Mecklenburger Blitz Verlag

Das Anzeigenblatt für Mecklenburg-Vorpommern

»Plagiate« im Wahlkampf

14.05.2013, Gerhard Tute

Sonderparteitage im Wahljahr, die sind etwas Besonderes. Da entdecken plötzlich auch SPD und Grüne sowie CDU/CSU ihr Herz für den »Kleinen Mann« und schreiben soziale Gerechtigkeit auf ihre Fahnen. Mit lautem Getöse erschallt der Ruf nach Mindestlohn und Armutsbekämpfung. Sogar CDU und CSU wollen in ihrer Wahlprogramm – wenn auch halbherzig – etwas für die soziale Gerechtigkeit tun. Mindestlohn ja – aber bitte nicht flächendeckend und nicht zu hoch. Rentenanpassung ja – aber bitte erst bis 2020.

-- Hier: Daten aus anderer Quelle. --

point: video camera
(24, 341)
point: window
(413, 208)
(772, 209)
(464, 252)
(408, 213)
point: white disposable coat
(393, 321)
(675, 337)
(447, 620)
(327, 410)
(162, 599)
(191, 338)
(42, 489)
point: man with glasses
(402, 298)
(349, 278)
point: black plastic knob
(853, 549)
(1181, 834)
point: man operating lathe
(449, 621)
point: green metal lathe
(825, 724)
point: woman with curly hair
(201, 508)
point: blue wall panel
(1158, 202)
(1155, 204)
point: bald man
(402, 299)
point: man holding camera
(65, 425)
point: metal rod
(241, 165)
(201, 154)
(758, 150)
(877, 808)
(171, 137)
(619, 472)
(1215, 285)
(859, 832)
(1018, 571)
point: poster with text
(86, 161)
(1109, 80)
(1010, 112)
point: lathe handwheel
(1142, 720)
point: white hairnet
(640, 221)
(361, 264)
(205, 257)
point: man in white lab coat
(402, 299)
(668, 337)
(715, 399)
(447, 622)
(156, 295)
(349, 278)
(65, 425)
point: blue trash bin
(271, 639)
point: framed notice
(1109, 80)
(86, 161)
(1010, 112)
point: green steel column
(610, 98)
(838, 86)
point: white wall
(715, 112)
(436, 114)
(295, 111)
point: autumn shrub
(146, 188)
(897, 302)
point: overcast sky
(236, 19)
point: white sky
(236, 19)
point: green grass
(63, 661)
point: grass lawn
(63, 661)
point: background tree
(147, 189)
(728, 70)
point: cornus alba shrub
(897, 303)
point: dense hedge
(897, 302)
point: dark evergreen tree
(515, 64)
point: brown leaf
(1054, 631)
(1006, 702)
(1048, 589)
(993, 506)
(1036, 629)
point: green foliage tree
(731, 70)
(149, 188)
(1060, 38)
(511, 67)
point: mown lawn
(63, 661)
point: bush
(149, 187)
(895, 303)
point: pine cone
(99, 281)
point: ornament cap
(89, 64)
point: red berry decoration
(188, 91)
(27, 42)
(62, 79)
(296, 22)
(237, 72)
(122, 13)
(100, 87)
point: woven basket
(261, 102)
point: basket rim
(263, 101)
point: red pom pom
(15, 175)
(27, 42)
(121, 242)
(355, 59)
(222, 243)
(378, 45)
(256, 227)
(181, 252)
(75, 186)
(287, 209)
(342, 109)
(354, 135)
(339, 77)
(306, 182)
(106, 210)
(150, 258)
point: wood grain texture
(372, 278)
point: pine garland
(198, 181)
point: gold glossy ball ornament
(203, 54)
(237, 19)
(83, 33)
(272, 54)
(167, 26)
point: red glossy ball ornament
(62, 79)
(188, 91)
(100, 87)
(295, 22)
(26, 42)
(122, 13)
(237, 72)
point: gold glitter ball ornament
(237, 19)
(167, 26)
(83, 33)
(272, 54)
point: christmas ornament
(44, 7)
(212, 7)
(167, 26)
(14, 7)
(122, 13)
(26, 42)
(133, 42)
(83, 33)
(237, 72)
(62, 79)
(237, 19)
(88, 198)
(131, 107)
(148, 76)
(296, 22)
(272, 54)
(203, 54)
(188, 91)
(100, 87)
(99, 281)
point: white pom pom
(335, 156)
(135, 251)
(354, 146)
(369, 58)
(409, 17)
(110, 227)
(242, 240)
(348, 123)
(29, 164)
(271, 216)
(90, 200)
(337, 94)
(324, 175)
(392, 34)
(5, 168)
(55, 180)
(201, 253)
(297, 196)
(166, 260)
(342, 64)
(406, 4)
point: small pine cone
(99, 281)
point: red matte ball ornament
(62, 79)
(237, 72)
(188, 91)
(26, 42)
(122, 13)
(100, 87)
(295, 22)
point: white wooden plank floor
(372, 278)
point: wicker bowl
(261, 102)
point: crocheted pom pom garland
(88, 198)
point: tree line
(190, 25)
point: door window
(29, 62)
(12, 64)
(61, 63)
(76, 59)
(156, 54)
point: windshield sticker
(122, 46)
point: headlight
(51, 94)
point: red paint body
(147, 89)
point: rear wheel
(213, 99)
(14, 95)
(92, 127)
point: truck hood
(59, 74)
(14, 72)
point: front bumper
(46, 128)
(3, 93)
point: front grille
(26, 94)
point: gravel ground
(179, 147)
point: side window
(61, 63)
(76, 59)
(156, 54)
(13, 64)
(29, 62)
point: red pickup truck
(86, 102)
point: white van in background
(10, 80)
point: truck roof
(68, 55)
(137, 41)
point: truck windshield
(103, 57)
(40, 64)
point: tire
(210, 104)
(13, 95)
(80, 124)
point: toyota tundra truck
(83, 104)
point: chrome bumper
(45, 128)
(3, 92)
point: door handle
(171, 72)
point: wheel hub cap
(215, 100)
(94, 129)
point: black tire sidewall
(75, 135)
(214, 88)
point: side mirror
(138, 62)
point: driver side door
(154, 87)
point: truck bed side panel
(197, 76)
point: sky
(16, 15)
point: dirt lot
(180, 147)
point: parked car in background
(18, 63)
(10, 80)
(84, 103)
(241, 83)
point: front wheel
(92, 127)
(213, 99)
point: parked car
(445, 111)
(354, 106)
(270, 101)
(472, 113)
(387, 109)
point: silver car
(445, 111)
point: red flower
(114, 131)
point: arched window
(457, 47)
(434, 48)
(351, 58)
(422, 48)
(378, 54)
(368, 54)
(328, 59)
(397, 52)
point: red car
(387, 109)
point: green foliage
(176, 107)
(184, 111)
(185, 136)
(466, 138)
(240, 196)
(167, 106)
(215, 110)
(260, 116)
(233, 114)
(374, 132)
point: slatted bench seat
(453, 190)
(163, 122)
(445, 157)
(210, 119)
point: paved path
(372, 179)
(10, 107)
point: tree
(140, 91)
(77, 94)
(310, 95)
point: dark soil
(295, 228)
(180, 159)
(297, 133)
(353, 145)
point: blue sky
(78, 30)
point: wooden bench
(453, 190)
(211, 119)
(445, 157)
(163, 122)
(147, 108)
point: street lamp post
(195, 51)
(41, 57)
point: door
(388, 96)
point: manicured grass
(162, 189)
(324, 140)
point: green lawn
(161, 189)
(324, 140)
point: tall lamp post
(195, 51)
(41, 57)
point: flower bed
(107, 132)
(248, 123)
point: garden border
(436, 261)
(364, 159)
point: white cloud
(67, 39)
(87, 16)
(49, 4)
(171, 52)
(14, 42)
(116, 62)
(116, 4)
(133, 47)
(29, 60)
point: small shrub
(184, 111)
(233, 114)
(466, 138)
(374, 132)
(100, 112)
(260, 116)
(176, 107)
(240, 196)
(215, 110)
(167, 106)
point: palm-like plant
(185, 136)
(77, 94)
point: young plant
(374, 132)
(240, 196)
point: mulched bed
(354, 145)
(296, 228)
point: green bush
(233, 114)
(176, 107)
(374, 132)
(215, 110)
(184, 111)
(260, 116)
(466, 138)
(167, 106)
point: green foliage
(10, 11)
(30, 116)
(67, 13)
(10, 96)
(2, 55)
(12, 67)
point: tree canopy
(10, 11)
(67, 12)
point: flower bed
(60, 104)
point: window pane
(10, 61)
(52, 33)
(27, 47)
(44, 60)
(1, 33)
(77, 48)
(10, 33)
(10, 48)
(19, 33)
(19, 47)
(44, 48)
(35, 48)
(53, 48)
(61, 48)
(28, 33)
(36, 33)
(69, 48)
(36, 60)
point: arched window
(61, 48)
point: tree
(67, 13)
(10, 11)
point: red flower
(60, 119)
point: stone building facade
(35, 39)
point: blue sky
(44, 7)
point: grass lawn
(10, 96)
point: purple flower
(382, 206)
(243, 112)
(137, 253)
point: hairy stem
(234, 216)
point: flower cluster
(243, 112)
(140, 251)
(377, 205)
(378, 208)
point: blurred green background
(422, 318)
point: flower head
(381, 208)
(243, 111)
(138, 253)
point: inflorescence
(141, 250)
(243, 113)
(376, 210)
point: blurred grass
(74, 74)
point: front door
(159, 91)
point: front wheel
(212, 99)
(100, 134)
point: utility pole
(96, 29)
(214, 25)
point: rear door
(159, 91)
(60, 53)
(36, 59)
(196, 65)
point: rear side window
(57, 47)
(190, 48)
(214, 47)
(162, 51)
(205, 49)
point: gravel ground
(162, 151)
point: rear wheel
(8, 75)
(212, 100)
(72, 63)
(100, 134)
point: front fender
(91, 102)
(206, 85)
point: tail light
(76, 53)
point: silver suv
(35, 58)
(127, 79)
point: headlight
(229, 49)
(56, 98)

Auch die Bekämpfung von Steuerhinterziehung wird im Wahljahr nicht vergessen, doch dazu sollte erst mal ein »weiches Steuerabkommen« mit der Schweiz reichen, das im Kern eigentlich mehr dem Schutz der Anonymität der Steuerflüchtlinge gedient hätte. Ironisch könnte man es Schwarz/Geld-Koalition nennen.

Soweit zu den sozialen Wahlkampfthemen der o.g. Parteien.

Und was macht die FDP? Nach dem Motto »Augen zu und durch« bleibt sie ihrer arbeitnehmerfeindlichen Linie treu und bedient mit ihrer Blockadepolitik weiterhin ihr Klientel.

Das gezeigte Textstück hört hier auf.